A ban on LAWS is likely to be violated even more than that on biological and chemical weapons. Nevertheless, a ban makes it clear that such weapons are unacceptable and those using them are deserving of condemnation. Whenever possible that condemnation should be accompanied by political, economic, and even military measures that punish the offenders. More importantly, a ban will help slow, if not stop, an autonomous weapons arms race. But most importantly, banning LAWS will function as a moral signal that international humanitarian law (IHL) retains its normative force within the international community. Technological possibilities will not and should not succeed in pressuring the international community to sacrifice, or even compromise, the standards set by IHL.
A ban will serve to inhibit the unrestrained commercial development and sale of LAWS technology. But a preemptive ban on LAWS will not stop nor necessarily slow the roboticization of warfare. Arms manufacturers will still be able to integrate ever-advancing features into the robotic weaponry they develop. At best, it will require that a human in the loop provides a real-time authorization before a weapon system kills or destroys a target that may harbor soldiers and noncombatants alike.
Even a modest ban signals a moral victory, and will help ensure that the development of AI is pursued in a truly beneficial, robust, safe, and controllable manner. Requiring meaningful human control in the form of real-time human authorization to kill will help slow the pace of combat, but will not stop the desire for increasingly sophisticated weaponry that could potentially be used autonomously.

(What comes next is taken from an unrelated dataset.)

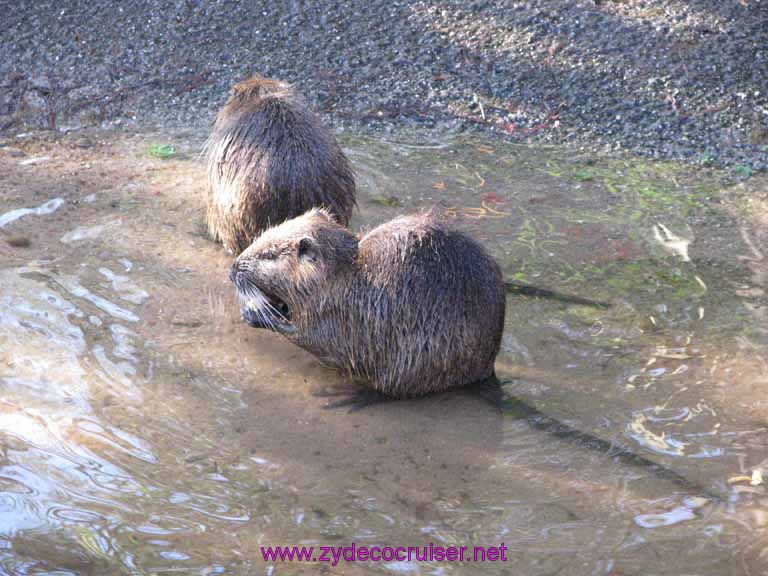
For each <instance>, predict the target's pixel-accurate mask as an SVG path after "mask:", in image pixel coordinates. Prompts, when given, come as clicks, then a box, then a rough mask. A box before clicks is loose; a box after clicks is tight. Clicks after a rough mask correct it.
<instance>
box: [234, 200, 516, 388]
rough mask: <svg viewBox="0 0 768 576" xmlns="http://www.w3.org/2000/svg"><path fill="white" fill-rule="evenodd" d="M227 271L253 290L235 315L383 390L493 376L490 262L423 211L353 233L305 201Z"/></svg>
mask: <svg viewBox="0 0 768 576" xmlns="http://www.w3.org/2000/svg"><path fill="white" fill-rule="evenodd" d="M276 254H280V256H275V255H276ZM233 278H234V279H235V282H236V283H237V286H238V289H239V291H240V292H241V294H243V295H244V297H245V298H246V299H247V300H251V301H252V302H253V300H252V298H253V296H254V295H256V300H257V302H255V303H253V304H251V306H252V308H253V310H251V311H249V309H248V308H246V309H245V310H244V318H245V319H246V320H247V321H249V322H250V323H252V324H253V325H254V326H258V327H269V328H272V329H274V330H276V331H277V332H280V333H282V334H283V335H284V336H286V337H287V338H289V339H290V340H291V341H293V342H294V343H296V344H297V345H299V346H301V347H303V348H305V349H307V350H309V351H311V352H313V353H314V354H316V355H317V356H318V357H320V358H321V359H322V360H323V361H325V362H327V363H330V364H332V365H334V366H336V367H338V368H340V369H342V370H344V371H346V372H348V373H350V374H353V375H357V376H362V377H363V378H365V379H367V380H368V381H369V382H370V383H371V384H372V385H373V386H374V387H375V388H376V389H377V390H379V391H381V392H384V393H386V394H388V395H390V396H394V397H399V398H404V397H414V396H421V395H424V394H428V393H430V392H435V391H439V390H445V389H447V388H451V387H454V386H462V385H466V384H469V383H472V382H475V381H479V380H483V379H485V378H488V377H489V376H491V375H492V374H493V366H494V360H495V358H496V355H497V354H498V352H499V348H500V345H501V336H502V332H503V328H504V307H505V291H504V287H503V283H502V277H501V272H500V270H499V267H498V266H497V265H496V263H495V262H494V261H493V259H492V258H491V257H490V256H488V254H487V253H486V252H485V251H484V250H483V248H482V247H481V246H480V245H479V244H477V243H476V242H475V241H473V240H472V239H470V238H469V237H467V236H465V235H464V234H462V233H459V232H457V231H454V230H451V229H449V228H447V227H446V226H445V225H444V224H443V223H442V222H440V221H439V220H437V219H436V218H435V217H433V216H432V215H428V214H427V215H414V216H406V217H401V218H397V219H395V220H392V221H390V222H388V223H386V224H383V225H381V226H379V227H378V228H375V229H374V230H372V231H371V232H369V233H368V234H366V235H365V236H363V238H362V239H361V240H360V241H359V242H358V241H357V239H356V238H355V237H354V236H353V235H352V234H351V233H350V232H349V231H347V230H346V229H344V228H342V227H341V226H338V225H337V224H335V223H333V222H332V221H331V219H330V218H329V217H328V216H327V215H325V216H324V215H323V213H322V212H317V211H313V212H311V213H309V214H307V215H305V216H302V217H300V218H296V219H294V220H292V221H289V222H286V223H284V224H283V225H282V226H278V227H277V228H274V229H270V230H268V231H267V233H265V235H264V237H262V238H259V239H257V241H256V242H254V244H253V246H251V247H250V248H249V249H248V250H246V252H244V253H243V254H242V255H241V257H240V258H238V260H237V261H236V262H235V264H234V266H233ZM271 310H274V311H277V312H276V313H273V312H272V311H271Z"/></svg>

In spite of recent analyses suggesting that humanity has become less violent over several millennia,9 warfare itself is an evil humanity has been unsuccessful at quelling. However, if we are to survive and evolve as a species some limits must be set on the ever more destructive and escalating weaponry technology affords. The nuclear arms race has already made clear the dangers inherent in surrendering to the inevitability of technological possibility.
Arms control will never be a simple matter. Nevertheless, we must slowly, effectively, and deliberately put a cap on inhumane weaponry and methods as we struggle to transcend the scourge of warfare.